難民認定のための審査に平均4年5カ月と非常に長い時間がかかるのも課題で、その間のセーフティネットが欠かせません。法的に不安定な立場にあるため住居確保が難しく、当然ながら日本語や文化にも不慣れで就労へのハードルは高く、生活は困窮しがちです。体調を崩して病院に行こうにも、日本語が不自由な場合には症状を説明することもできません。さらに、難民申請中でも在留資格がない場合には入国管理局の施設に長期収容されるリスクもあります。

日本の状況に対して石川代表理事は、「難民問題とは、難民の問題ではなく、難民を受け入れられない側の問題です」と語ります。これは代表理事自身、折に触れて読み返すという『難民問題とは何か』(本間浩著、岩波新書)にある言葉だと述べます。

一人一人のストーリーに思いをはせる

こうしたなか、難民支援協会では「難民の尊厳と安心が守られ、ともに暮らせる社会へ」をビジョンに掲げ、さまざまな側面から支援活動を行っています。2022年秋以降、コロナ禍での入国制限がほぼ緩和されたため、日本に逃れてくる人が急増し、同協会の事務所には毎日30〜40名もの人々が訪ねてくると言います。

では、私たちには一体、何ができるのでしょうか。一例として石川代表理事が紹介するのは、食を通じて難民問題に触れることです。難民の方に教えてもらって協会が編纂したレシピ本『海を渡った故郷の味』(トゥーヴァージンズ刊)を基に、全国10以上の大学の学食で世界各地のメニューが再現され、愛知県の南山大学は、コンビニとコラボしたお弁当2万4,000食を売り上げました。
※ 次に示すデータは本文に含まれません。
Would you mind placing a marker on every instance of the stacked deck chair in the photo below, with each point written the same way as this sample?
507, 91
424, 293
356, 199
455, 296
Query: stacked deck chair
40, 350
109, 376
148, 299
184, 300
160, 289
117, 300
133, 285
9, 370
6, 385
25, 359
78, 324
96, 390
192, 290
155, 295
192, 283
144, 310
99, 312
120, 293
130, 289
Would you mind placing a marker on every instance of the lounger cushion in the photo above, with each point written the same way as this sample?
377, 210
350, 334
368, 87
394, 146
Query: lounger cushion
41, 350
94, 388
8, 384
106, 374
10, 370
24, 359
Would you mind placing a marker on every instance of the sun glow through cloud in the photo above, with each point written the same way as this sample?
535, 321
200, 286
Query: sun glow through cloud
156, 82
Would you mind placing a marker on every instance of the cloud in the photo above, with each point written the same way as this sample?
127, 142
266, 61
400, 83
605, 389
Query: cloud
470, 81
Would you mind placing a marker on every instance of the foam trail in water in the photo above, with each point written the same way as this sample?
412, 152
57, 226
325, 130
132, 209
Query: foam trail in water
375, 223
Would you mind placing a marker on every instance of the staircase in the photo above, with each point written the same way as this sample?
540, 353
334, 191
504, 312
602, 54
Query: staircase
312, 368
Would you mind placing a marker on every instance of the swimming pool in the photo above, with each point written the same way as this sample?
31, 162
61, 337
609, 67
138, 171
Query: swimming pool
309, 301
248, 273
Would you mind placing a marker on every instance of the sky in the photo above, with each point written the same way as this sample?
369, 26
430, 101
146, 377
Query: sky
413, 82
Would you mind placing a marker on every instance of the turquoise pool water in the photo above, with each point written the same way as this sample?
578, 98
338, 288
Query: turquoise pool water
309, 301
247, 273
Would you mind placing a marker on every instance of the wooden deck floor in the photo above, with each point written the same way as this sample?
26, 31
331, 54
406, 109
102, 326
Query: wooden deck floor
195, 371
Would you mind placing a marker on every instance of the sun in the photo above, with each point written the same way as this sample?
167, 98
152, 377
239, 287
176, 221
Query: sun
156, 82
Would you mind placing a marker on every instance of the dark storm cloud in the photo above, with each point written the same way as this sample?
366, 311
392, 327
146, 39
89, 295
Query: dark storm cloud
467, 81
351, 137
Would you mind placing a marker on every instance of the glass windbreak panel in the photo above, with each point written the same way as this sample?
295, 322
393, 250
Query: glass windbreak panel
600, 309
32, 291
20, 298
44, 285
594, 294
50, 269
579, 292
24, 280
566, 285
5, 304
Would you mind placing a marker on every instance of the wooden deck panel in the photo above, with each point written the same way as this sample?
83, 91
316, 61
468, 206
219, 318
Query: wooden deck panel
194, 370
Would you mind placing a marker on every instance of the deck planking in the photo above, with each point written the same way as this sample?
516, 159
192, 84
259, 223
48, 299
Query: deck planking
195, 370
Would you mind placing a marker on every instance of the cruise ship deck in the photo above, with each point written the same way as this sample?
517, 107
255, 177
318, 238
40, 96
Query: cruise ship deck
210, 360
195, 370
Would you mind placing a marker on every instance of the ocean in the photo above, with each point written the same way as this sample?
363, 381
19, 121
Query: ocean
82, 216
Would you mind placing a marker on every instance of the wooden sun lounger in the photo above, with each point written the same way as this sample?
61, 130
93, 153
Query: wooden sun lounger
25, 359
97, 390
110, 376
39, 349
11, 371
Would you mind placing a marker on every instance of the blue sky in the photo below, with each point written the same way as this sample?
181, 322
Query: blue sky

石川代表理事が繰り返し語ったのは、「一人一人の難民にそれぞれのストーリーがあることを忘れないでほしい」という点です。「『難民』という大きな主語のまま語っても手触り感がなく、よく分からない集団といったネガティブなイメージがつきまといがちです」と、石川代表理事は懸念します。そして次のように締めくくりました。「食など身近な話題を通じ、日本に逃れてきている人たちが、自分と同じ人間なんだという当たり前のことを、いつも思い出してほしいです」。